La rhétorique anti-américaine bat son plein en Russie depuis le retour au pouvoir de Poutine.

Vladimir Poutine
© Sergei Karpukhin-ReutersAu Kremlin, la défiance à l'égard du président sortant est de mise, mais sa victoire reste préférable à celle de Mitt Romney.
Si, aux yeux de Mitt Romney, la Russie représente l'ennemi numéro un, on a parfois l'impression à Moscou que la réciproque est vraie. La rhétorique anti-américaine digne de la guerre froide, très présente lors de la campagne présidentielle de Vladimir Poutine, n'a fait que redoubler ces dernières semaines. Lundi, lors d'une audition organisée à la Douma, le même jour que celui du débat entre les deux candidats, les représentants russes ont tiré à boulets rouges sur les États-Unis, leur reprochant, comme souvent, leur « volonté d'ingérence ».

Les autorités russes « doivent se défendre contre les politiques menées par les États-Unis visant à utiliser le concept de droit comme un instrument de pression et comme une base pour une intervention dans les affaires internes des pays souverains », a déclaré le conseiller pour les droits de l'homme au ministère des Affaires étrangères, Konstantin Dolgov. Moscou soupçonne Washington de vouloir tout à la fois régenter les affaires du Proche et du Moyen-Orient et d'exporter en Russie les « révolutions de couleur » qui ont déjà balayé la Géorgie et l'Ukraine.
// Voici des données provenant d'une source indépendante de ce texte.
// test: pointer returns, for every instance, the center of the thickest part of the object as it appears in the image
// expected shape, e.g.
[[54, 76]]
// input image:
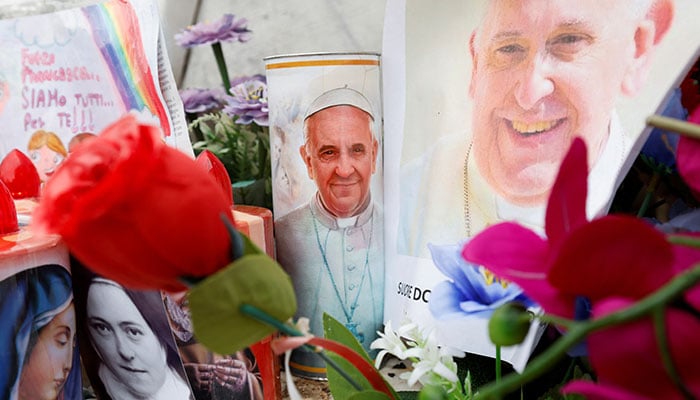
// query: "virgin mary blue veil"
[[29, 300]]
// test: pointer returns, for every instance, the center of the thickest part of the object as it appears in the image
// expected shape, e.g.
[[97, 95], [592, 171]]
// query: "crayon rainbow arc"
[[115, 29]]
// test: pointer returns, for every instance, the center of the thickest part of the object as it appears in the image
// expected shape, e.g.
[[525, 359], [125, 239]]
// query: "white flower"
[[390, 343], [432, 361]]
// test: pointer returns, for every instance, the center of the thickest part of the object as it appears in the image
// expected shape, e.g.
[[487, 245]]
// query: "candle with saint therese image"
[[325, 139]]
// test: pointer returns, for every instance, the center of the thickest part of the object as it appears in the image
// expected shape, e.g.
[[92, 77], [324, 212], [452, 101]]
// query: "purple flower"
[[248, 100], [470, 290], [197, 101], [226, 29]]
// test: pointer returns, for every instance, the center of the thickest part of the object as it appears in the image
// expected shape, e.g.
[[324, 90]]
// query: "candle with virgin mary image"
[[39, 356]]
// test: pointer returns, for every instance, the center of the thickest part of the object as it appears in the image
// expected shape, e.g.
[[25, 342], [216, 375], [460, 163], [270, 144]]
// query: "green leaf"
[[215, 302], [368, 395], [340, 388]]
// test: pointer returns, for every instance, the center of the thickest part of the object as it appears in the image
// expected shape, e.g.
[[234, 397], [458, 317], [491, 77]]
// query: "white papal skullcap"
[[339, 97]]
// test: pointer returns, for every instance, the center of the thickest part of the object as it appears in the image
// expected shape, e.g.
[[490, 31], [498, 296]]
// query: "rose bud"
[[509, 324], [137, 211]]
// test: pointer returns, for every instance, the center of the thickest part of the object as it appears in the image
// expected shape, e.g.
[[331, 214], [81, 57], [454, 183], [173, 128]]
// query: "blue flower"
[[471, 289], [225, 29], [248, 100]]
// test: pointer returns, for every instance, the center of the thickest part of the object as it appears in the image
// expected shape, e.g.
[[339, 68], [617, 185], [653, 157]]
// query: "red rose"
[[137, 211]]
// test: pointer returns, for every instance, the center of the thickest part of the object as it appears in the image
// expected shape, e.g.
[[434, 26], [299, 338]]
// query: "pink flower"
[[613, 261], [517, 254]]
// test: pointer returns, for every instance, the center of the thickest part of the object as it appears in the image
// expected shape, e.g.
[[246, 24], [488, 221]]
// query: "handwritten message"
[[44, 94]]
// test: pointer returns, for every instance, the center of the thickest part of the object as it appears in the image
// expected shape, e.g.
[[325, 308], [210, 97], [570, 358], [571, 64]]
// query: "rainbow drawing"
[[115, 30]]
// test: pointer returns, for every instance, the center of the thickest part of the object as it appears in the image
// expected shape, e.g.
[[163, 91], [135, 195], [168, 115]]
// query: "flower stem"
[[579, 330], [659, 314], [498, 363], [221, 63], [651, 188], [685, 240], [264, 317], [676, 125]]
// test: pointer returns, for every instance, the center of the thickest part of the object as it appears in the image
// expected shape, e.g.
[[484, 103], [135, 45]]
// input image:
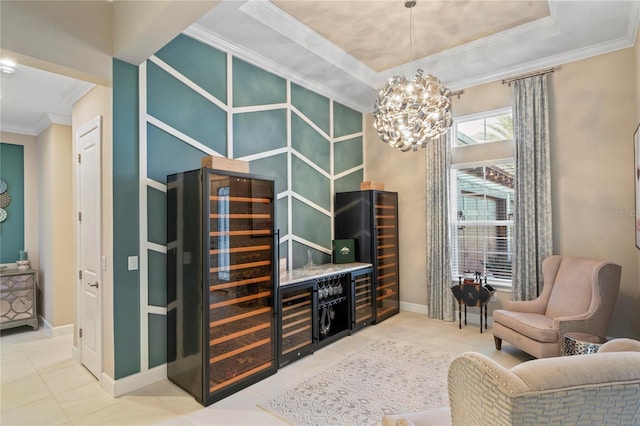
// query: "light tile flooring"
[[42, 384]]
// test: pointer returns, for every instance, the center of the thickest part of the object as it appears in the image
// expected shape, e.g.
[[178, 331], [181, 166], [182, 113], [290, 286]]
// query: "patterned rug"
[[387, 377]]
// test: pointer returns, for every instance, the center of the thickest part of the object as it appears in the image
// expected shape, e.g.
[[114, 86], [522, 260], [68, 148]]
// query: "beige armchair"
[[578, 296], [601, 388]]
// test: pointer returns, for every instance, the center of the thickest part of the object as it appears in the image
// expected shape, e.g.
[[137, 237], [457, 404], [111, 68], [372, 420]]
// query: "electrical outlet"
[[133, 263]]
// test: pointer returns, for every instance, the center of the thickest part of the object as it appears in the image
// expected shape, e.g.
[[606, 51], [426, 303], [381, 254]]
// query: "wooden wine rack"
[[221, 319], [241, 291], [371, 218], [296, 322], [362, 292]]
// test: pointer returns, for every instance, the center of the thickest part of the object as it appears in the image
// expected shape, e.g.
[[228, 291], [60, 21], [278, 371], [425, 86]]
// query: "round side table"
[[581, 343]]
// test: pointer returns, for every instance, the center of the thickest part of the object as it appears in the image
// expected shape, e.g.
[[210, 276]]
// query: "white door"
[[88, 139]]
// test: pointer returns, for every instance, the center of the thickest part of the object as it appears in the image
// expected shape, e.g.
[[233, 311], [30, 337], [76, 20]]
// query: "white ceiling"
[[347, 50]]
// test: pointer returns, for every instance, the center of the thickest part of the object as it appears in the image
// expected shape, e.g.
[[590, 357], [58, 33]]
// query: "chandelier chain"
[[409, 114]]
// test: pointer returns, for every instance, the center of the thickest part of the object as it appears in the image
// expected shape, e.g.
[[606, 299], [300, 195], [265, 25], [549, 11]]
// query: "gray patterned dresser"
[[18, 297]]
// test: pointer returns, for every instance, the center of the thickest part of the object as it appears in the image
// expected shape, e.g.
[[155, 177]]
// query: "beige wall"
[[98, 102], [593, 115], [56, 223], [30, 192], [637, 74]]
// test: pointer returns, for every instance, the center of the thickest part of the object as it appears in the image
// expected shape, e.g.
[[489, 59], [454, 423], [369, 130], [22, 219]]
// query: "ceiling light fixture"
[[409, 114], [7, 67]]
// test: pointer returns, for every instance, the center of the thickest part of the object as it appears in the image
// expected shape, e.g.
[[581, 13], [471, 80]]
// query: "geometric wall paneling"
[[347, 154], [311, 184], [282, 208], [349, 182], [346, 121], [184, 109], [300, 255], [12, 228], [157, 216], [310, 225], [157, 282], [166, 154], [206, 66], [195, 100], [274, 166], [306, 140], [315, 107], [157, 331], [259, 131], [127, 180], [255, 86]]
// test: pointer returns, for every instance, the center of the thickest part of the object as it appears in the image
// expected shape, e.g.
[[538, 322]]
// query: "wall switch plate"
[[133, 263]]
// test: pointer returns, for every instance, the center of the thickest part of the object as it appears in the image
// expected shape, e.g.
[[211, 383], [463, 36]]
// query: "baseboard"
[[133, 382], [75, 354], [413, 307], [52, 331]]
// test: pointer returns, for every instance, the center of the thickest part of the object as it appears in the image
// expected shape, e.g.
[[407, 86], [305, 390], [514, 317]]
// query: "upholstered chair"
[[578, 296], [601, 388]]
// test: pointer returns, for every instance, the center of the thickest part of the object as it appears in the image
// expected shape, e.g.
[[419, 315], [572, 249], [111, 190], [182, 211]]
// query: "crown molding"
[[550, 61], [48, 119], [76, 91], [21, 130], [340, 76]]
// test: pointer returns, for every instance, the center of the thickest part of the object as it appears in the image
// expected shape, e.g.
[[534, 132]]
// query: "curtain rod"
[[530, 74]]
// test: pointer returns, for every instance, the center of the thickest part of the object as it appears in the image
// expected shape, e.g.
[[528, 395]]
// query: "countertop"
[[319, 271]]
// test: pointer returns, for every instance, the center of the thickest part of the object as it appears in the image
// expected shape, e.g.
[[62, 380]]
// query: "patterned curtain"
[[532, 209], [441, 302]]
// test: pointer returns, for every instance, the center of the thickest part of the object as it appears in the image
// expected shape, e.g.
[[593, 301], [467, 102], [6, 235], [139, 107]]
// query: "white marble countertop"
[[319, 271]]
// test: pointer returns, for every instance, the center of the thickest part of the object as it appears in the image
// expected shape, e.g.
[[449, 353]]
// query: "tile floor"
[[42, 385]]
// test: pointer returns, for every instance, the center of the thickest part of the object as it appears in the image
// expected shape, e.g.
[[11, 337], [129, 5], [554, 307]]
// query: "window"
[[482, 196]]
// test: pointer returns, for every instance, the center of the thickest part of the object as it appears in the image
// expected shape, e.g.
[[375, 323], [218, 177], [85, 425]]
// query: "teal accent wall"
[[255, 86], [157, 340], [12, 229], [202, 64], [260, 131], [157, 222], [157, 282], [126, 227], [177, 105], [346, 121], [166, 154], [312, 105], [190, 101], [308, 142], [347, 154]]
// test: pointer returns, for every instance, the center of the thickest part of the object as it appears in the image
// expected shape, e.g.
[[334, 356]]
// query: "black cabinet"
[[221, 282], [362, 294], [371, 219], [297, 321], [333, 313]]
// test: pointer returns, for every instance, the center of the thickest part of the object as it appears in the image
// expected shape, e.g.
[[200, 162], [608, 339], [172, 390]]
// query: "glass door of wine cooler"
[[296, 321], [363, 298], [241, 287], [386, 235]]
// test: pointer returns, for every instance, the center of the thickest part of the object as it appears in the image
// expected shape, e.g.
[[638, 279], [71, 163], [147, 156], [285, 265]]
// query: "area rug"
[[389, 376]]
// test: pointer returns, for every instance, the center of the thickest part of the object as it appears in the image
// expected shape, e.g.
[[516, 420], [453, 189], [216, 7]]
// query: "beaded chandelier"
[[409, 114]]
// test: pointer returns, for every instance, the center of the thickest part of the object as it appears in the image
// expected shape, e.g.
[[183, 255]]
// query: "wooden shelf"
[[241, 199]]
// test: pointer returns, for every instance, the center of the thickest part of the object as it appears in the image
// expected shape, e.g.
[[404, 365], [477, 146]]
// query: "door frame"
[[83, 129]]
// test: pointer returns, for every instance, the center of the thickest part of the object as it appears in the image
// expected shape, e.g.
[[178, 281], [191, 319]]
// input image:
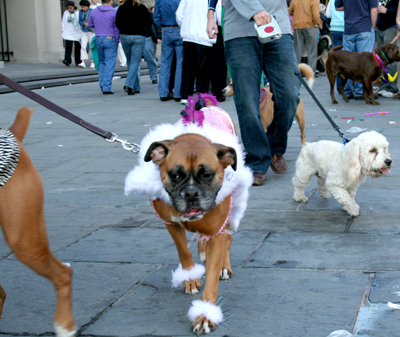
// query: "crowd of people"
[[197, 51]]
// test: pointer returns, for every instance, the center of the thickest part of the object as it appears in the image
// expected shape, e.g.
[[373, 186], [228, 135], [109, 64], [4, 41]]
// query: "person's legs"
[[179, 59], [349, 43], [388, 36], [203, 68], [167, 53], [298, 43], [337, 40], [189, 67], [311, 42], [364, 42], [279, 67], [244, 56], [150, 58], [68, 51], [77, 50], [110, 57]]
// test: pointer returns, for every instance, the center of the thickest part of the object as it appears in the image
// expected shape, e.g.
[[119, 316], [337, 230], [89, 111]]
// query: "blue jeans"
[[337, 40], [247, 58], [133, 46], [357, 43], [107, 50], [171, 41]]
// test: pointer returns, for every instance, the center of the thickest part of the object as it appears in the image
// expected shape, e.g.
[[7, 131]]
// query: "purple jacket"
[[102, 19]]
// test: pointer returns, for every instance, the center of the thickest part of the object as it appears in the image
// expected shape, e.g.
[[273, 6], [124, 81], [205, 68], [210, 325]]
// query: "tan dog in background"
[[267, 104], [23, 224]]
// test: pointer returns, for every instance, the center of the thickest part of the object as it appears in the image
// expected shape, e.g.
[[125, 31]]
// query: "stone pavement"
[[299, 270]]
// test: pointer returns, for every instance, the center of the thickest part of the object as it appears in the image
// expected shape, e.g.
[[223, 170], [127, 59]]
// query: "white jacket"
[[71, 30], [191, 16]]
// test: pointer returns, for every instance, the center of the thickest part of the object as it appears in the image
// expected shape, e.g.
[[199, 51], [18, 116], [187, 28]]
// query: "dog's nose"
[[192, 193], [388, 162]]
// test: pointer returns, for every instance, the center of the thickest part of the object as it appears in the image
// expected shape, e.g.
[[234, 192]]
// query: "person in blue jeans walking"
[[359, 34], [102, 19], [247, 58], [164, 17], [132, 19]]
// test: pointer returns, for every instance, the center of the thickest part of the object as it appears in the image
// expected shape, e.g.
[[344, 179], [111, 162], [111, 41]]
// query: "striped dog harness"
[[9, 155]]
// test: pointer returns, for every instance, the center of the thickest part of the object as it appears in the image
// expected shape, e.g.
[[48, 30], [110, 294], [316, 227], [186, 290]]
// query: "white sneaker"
[[388, 94]]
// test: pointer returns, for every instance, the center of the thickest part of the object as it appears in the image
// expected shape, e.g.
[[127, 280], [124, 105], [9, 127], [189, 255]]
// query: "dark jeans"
[[247, 58], [68, 51], [196, 66], [337, 40], [218, 66]]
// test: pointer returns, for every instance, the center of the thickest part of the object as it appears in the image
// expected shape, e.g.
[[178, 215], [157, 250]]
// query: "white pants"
[[85, 40]]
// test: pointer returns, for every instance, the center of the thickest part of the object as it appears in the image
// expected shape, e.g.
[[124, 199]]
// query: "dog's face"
[[391, 51], [192, 171], [374, 154]]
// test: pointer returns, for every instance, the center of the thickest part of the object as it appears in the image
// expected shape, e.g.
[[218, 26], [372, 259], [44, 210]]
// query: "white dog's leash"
[[108, 136]]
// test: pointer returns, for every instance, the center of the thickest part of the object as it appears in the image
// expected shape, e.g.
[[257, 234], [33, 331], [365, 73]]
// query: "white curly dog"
[[341, 169]]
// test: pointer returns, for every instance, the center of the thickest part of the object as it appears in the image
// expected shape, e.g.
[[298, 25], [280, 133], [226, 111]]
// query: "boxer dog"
[[203, 188], [23, 224]]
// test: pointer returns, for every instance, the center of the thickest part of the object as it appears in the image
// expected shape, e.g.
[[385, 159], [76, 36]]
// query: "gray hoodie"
[[238, 15]]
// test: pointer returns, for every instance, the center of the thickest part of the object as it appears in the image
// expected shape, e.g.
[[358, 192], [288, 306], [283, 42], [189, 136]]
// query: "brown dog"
[[267, 104], [360, 67], [23, 224]]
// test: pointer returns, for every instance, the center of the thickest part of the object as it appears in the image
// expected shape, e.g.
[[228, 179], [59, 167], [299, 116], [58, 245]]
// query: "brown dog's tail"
[[21, 123], [307, 70], [335, 48]]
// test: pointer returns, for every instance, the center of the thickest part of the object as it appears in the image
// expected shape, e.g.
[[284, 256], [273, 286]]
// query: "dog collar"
[[384, 70], [9, 155]]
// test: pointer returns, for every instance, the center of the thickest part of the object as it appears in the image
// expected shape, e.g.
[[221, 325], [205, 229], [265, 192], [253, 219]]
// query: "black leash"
[[108, 136], [304, 83]]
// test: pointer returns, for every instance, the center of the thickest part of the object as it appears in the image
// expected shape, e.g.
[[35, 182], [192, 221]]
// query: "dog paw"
[[303, 199], [192, 286], [225, 274], [202, 325]]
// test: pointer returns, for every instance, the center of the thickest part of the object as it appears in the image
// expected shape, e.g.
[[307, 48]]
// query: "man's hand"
[[212, 27], [262, 18], [382, 9]]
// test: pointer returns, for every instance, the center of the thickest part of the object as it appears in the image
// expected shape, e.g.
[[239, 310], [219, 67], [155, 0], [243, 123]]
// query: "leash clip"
[[135, 148]]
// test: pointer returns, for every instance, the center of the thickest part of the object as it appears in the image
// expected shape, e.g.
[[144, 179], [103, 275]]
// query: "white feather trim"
[[209, 310], [181, 275], [145, 179]]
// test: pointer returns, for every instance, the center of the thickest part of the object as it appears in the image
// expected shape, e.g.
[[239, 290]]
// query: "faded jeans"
[[107, 50], [171, 41], [247, 58], [133, 46]]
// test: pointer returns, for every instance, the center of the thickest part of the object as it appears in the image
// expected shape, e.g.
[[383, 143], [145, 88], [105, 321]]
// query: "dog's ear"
[[158, 151], [226, 155], [352, 161]]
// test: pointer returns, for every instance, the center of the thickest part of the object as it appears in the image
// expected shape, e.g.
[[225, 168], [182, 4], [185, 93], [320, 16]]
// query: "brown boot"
[[278, 164]]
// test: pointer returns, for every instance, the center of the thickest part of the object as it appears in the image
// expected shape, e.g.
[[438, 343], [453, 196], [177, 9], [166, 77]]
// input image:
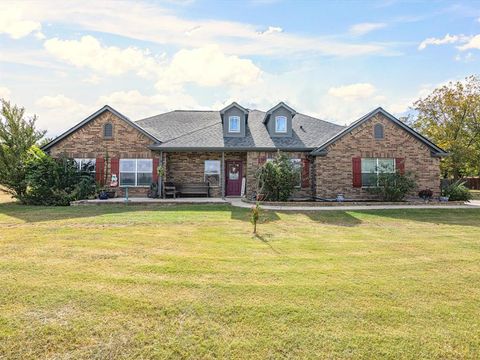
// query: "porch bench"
[[197, 189]]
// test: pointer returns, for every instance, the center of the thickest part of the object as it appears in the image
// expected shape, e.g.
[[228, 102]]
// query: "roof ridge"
[[191, 132]]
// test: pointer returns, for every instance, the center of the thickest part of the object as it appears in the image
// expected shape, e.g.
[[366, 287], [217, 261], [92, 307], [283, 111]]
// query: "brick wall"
[[334, 171], [88, 142], [189, 167], [253, 164]]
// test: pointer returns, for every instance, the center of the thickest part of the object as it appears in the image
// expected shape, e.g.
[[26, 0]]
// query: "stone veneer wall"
[[253, 164], [88, 142], [334, 171], [188, 167]]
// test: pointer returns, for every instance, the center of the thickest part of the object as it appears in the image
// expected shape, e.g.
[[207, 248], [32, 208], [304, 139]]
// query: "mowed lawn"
[[192, 282]]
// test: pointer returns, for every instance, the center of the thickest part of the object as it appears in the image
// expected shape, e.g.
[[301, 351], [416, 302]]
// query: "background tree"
[[450, 117], [17, 136]]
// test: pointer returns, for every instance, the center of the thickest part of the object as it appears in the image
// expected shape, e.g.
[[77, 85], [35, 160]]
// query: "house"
[[226, 147]]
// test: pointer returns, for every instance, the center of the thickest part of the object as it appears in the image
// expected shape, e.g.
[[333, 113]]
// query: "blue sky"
[[335, 60]]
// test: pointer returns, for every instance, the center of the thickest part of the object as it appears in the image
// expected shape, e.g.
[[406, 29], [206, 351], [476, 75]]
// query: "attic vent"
[[108, 130]]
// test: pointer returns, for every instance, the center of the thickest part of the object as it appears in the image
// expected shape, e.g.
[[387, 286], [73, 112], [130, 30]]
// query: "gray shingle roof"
[[203, 130]]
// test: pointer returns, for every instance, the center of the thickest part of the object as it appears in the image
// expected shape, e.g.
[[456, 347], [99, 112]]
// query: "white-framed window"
[[136, 172], [378, 131], [280, 124], [212, 172], [372, 167], [85, 164], [297, 166], [234, 124]]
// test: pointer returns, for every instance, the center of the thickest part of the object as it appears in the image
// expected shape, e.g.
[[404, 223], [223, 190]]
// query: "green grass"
[[192, 282]]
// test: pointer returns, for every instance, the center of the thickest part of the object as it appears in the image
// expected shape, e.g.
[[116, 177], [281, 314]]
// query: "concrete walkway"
[[471, 205]]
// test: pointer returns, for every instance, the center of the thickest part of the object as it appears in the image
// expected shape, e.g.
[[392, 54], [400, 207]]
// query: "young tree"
[[450, 116], [17, 136]]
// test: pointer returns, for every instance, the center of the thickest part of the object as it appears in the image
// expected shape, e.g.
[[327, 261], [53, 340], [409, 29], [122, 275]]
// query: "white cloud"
[[88, 52], [207, 66], [127, 18], [14, 23], [271, 30], [364, 28], [447, 39], [353, 91], [4, 93], [473, 43]]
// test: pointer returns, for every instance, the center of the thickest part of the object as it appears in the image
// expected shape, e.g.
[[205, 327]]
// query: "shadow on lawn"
[[32, 214]]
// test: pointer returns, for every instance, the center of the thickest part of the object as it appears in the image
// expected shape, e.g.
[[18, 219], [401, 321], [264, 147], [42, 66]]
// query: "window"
[[234, 124], [212, 172], [136, 172], [372, 167], [280, 124], [87, 165], [108, 130], [297, 166], [378, 131]]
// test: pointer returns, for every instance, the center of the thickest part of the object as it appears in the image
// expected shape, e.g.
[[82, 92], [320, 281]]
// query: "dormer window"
[[108, 131], [280, 124], [234, 124], [378, 131]]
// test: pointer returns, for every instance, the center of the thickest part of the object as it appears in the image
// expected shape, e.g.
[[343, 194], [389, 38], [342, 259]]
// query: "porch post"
[[222, 174]]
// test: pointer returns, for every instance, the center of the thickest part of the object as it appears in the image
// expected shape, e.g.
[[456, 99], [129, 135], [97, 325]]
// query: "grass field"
[[192, 282]]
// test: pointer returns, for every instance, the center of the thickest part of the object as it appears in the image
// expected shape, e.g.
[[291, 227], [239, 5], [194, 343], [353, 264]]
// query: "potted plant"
[[425, 194]]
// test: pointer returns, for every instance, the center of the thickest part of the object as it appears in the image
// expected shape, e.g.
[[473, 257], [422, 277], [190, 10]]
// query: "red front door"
[[233, 177]]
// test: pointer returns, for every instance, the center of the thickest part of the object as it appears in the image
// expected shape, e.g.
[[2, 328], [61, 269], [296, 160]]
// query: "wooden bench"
[[193, 189]]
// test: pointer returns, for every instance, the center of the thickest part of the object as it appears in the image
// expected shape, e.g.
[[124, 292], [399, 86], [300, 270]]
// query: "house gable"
[[87, 139], [107, 126], [390, 120]]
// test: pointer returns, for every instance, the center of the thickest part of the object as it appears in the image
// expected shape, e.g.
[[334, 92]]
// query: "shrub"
[[276, 179], [55, 182], [393, 186], [425, 194], [457, 191]]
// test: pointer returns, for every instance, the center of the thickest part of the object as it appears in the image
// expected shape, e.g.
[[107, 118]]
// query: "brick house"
[[225, 148]]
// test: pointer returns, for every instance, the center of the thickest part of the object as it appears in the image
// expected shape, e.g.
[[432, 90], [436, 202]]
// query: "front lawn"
[[192, 282]]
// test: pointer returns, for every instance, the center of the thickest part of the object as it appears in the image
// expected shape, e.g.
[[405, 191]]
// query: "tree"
[[450, 117], [17, 136], [276, 179]]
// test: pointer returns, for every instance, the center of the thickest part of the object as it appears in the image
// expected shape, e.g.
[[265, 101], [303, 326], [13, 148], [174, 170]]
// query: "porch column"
[[222, 174]]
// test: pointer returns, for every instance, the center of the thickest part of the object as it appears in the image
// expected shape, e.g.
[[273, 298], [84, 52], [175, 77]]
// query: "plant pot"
[[103, 195]]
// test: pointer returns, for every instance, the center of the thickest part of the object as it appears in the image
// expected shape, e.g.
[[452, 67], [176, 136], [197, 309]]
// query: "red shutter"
[[357, 172], [305, 173], [156, 162], [99, 170], [400, 165], [115, 167]]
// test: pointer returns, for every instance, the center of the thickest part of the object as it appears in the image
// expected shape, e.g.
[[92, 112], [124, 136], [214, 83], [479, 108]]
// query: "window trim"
[[377, 172], [276, 124], [104, 127], [136, 172], [230, 118], [378, 125]]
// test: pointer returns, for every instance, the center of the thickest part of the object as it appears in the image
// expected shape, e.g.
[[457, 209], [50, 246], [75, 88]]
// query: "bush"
[[457, 191], [393, 186], [55, 182], [276, 179]]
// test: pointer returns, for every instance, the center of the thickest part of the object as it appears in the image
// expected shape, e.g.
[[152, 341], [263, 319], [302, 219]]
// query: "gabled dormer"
[[234, 120], [278, 120]]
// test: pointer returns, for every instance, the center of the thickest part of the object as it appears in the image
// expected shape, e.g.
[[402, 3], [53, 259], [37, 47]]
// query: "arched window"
[[108, 130], [378, 131]]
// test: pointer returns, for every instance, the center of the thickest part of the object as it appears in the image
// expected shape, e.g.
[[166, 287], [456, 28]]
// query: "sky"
[[336, 60]]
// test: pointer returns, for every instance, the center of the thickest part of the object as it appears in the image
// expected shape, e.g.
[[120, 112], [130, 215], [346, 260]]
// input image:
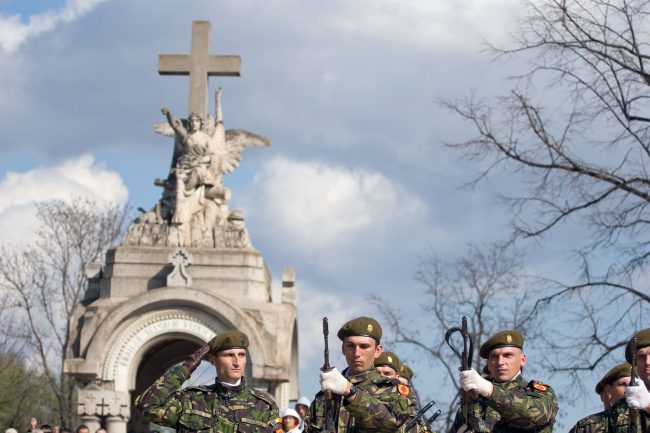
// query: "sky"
[[357, 185]]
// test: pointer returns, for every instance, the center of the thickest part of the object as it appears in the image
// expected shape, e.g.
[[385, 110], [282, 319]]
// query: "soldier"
[[363, 400], [388, 365], [291, 421], [611, 389], [228, 406], [505, 403], [636, 396]]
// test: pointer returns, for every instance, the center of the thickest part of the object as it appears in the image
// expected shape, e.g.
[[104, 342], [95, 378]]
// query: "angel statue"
[[203, 152]]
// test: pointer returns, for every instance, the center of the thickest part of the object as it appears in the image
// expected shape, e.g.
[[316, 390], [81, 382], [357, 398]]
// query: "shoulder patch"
[[262, 396], [201, 388], [404, 390], [538, 386]]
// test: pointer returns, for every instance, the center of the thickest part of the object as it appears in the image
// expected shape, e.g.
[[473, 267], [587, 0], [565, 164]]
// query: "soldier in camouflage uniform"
[[363, 400], [506, 403], [635, 396], [228, 406], [611, 389]]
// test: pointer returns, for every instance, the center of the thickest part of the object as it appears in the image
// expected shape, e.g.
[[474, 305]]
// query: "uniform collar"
[[371, 374], [229, 390], [518, 380]]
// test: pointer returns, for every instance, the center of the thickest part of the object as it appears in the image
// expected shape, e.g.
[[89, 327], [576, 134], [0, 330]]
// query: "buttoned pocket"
[[195, 420]]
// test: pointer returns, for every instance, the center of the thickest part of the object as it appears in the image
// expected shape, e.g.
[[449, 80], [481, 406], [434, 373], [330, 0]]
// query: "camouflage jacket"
[[381, 406], [210, 409], [595, 423], [616, 420], [514, 407]]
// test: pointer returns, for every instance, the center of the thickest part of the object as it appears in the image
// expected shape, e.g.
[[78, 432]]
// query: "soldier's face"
[[289, 422], [360, 353], [505, 362], [230, 364], [643, 364], [301, 409], [614, 391], [387, 371]]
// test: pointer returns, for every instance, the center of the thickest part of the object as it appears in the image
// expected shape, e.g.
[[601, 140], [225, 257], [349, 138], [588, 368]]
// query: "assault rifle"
[[327, 395], [633, 412], [465, 356], [418, 418]]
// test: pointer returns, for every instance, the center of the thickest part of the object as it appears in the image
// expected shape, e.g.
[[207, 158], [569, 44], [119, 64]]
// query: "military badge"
[[404, 390], [278, 425], [540, 386]]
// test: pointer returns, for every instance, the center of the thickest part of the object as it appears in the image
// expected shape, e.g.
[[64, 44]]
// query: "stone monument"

Signe le plus tangible de cette méfiance tenace, le Kremlin a ordonné la fermeture, début octobre, du bureau russe de l'Agence américaine pour le développement international (Usaid), sous prétexte que celle-ci «tente d'influer sur le processus politique, y compris sur les diverses élections, via la distribution de subventions».

Le « redémarrage » de la relation russo-américaine, claironné par Barack Obama lors de son arrivée à la Maison-Blanche et qui s'était traduit par un accord de désarmement mutuel en 2010, est aujourd'hui « terminé » pour Moscou. «Nous n'avons aucune compréhension commune avec les Américains concernant la stratégie de développement de notre relation», constate Viktor Kremeniuk, directeur adjoint du Centre des États-Unis et du Canada. À la fureur des autorités russes, le Congrès américain envisage de sanctionner les fonctionnaires liés au décès en prison, en 2009, de l'avocat anti-corruption, Sergueï Magnitski.

Romney, le repoussoir

Parallèlement, ce même Congrès n'a toujours pas abrogé un amendement de 1974 - encore en vigueur - et qui instaurait des représailles commerciales à l'encontre de l'URSS, coupable de restreindre l'émigration des juifs soviétiques. Surtout, le Kremlin voit dans le projet d'Obama de déploiement d'un bouclier antimissile en Europe orientale, destiné à contrer une menace iranienne, la même menace que celle que faisaient peser, naguère, les plans de l'administration Bush. Barack Obama a promis au Kremlin que sa politique de défense sera « assouplie » une fois élu.

Si la défiance à l'égard du président sortant est de mise, sa victoire reste néanmoins préférable à celle de Mitt Romney, ce Républicain qui voit en Poutine un homme obsédé par son « maintien au pouvoir » et dans la Russie, « une force déstabilisante sur la scène mondiale ». Romney président, ceci constituerait une « régression colossale », estime le président du Comité des relations extérieures à la Douma, Alexeï Pouchkov.